Go for a walk, visit any open establishment or public space, and you will note a disconcerting phenomenon: People without masks.
There is a pandemic. Tens of thousands of Americans are dead because of Covid-19, a disease that spreads in droplets that are expelled by infected humans, including as they talk or cough, and whether they show symptoms or not.
The US Centers for Disease Control and Prevention recommends that everyone wear a cloth face covering in public, especially where there is a high degree of community-based transmission (that is, when the source of infection is unknown). I live in California, where nearly 60,000 people have been infected.
Across the country 1.2 million Americans have tested positive for Covid-19, with more than 73,000 lives lost — and projections for the future (another peak in the fall?) are really grim.

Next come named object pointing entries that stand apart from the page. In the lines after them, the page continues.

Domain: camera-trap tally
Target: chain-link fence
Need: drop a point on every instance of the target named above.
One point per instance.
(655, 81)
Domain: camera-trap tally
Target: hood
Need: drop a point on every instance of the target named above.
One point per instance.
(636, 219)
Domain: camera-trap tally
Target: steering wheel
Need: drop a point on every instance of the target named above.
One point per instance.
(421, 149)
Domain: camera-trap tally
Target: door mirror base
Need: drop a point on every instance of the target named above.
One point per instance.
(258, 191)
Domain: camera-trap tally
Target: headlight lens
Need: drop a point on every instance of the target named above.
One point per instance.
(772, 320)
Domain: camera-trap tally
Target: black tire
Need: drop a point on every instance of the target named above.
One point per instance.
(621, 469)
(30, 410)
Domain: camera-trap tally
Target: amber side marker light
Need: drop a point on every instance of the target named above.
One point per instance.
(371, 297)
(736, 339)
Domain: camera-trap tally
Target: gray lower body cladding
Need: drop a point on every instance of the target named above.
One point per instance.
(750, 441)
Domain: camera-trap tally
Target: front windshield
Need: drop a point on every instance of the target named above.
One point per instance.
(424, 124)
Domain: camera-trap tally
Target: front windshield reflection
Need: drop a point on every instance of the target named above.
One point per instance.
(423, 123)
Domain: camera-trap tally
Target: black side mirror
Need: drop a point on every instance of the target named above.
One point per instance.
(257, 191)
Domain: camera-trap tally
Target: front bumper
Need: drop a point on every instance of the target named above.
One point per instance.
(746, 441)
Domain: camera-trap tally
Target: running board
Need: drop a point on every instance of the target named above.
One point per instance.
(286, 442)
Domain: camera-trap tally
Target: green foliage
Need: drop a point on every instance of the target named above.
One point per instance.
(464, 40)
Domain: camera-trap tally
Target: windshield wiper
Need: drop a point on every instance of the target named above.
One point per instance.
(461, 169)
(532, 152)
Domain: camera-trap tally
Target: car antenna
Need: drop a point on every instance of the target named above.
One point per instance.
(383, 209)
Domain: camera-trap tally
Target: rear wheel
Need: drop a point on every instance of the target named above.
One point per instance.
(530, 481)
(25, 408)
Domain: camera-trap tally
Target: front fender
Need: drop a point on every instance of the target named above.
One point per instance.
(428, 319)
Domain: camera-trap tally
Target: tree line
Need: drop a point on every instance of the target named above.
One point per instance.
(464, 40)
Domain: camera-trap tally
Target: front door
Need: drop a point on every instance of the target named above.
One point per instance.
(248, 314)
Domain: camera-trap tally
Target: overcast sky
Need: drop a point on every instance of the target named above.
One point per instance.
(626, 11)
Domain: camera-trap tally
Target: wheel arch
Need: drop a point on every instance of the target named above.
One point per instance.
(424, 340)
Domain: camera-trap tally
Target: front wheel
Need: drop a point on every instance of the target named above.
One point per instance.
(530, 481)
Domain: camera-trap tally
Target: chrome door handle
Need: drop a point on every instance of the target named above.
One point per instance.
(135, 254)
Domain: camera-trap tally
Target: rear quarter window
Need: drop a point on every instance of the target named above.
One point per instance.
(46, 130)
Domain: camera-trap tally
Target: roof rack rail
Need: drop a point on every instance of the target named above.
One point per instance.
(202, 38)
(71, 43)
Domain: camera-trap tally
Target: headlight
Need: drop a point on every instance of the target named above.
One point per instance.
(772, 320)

Meanwhile, hospitals and their staff are pushed to the breaking point caring for the sick, with medical staff working weeks without days off to treat the afflicted, risking their own lives and those of their family. And yet, so many people refuse to take warnings seriously to protect themselves and others by wearing a mask in public.
It’s hard to pinpoint how many of us are clueless and careless — maybe half of those who go outside? A third? Some other fraction? — but it’s certainly way too many.
The lack of empathy is jarring. We need a shift.